16 August 2006
Emittance Simulations
Axel has calculated the bunch lengthening expected at 1.5-m for the ILC bunch (6.4 nC) as a function of cathode bias and initial bunch length. The conclusion is that 300 kV is needed to increase the frequency of SHB1, 500 kV to eliminate SHB1 altogether, and 700 kV to eliminate both SHBers.
There is another interesting question that can be answered by simulations. How much can the beam normalized transverse emittance be lowered by increasing the bias voltage? This involves at least the following:
1. What is the emittance out of the gun as a function of bias. The emittance increase of the gun is presumably due to the focusing effect of the Pierce lens.
2. Each of the bunchers (two SHBers, S-band buncher) have radial fields that increase the emittance. If we can decrease the required longitudinal bunching fields (by going to a higher bias and then using a shorter laser pulse), we would presumably decrease the emittance. Simulations should be able to tell us how much this decrease will be.
Actually a lot of these issues are discussed in Mary James' thesis: SLAC-319 (1987), especially in Section 2.4, "Radial Dynamics." For the SLC injector, she calculates a normalized rms emittance at 30 MeV of 2.5x10^-4 m compared to a measured value of 1.5x10^-4 m. She also estimates an emittance right out of the gun of 3x10^-5 m, probably also pessimistic. Probably she assumed the bias was 150 kV. Also note that the cathode radius for the SLC gun at the time of James' thesis was 0.7 cm.
Since there have been advances in overcoming the surface charge limit (SCL), it is possible now to also consider reducing the laser radius at the cathode. This will decrease the bunch emittance (varies linearly with the radius). The trade off between such parameters as radius and bias for minimizing the bunch emittance is studied for a cw beam (thus much lower charge per bunch) by Bazarov et al. [The initial study was I.V. Bazarov et al., PAC2003, p. 2062; a more thorough study using "multiobjective evolutionary algorithms" is in I.V. Bazarov and C.K. Sinclair, PRST-AB 8, 034202 (2005).] We could do a simpler study varying only a couple parameters, including bias and radius.
Emittance Compensation with a DC Gun (and other topics)
1. Motivation for low emittance beams. Colliders or low DF pulsed accelerators in general have not usually paid much attention to achieving the lowest possible emittance. For ILC, lower emittance has a number of benefits, especially lower lossses upstream of the DR, which in turn will reduce undesirable radiation effects.

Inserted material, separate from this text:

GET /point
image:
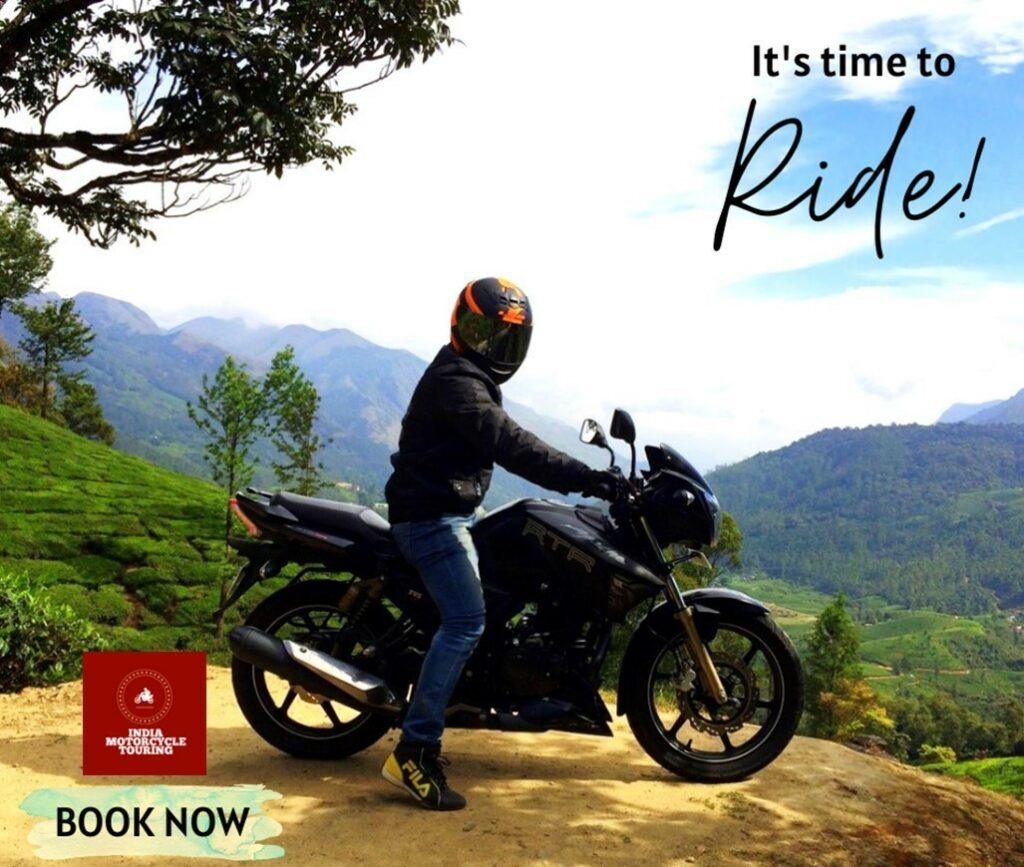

2. A simple goal is to preserve the normalized emittance of the photogun, which is about 10-5 m. With a bias voltage of 120 kV, the present ILC design uses 2 SHBers and an S-band buncher. The bunchers increase the emittance to about 10-4 m. At 500(700) kV, 1(both) SHBers could be eliminated. A more reasonable goal of 300 kV [a guess] would allow both SHBers to operate so that the nonlinear terms in the bunching forces will be lower. Will this be low enough to be able to effectively use emittance compensation?
3. B. Yunn (PAC01, p. 2254) has claimed that the emittance compensation scheme used for rf guns will work for dc guns if the bunching process is linear. In his paper, he quotes the results of studies of various cw injector designs with emittance compensation, but doesn't actually give any details of the designs other than to bunch early and then accelerate. He states that in some cases the final emittance is lower than out of the gun [this implies that there is a significant correlated emittance at the gun exit] while reducing the bunch length by a factor of 10! But note that Yunn is always working with cw (i.e., high DF) designs, which implies low charge density and thus relatively weak bunching forces.
Apparently Sinclair expects to use emittance compensation at Cornell with his ultra-HV gun, but again his application is a cw injector.
4. Finally of course there are rf guns, which have the advantage of exiting the gun at high energy and already bunched and also with most of the emittance energy-correlated.
J. Clendenin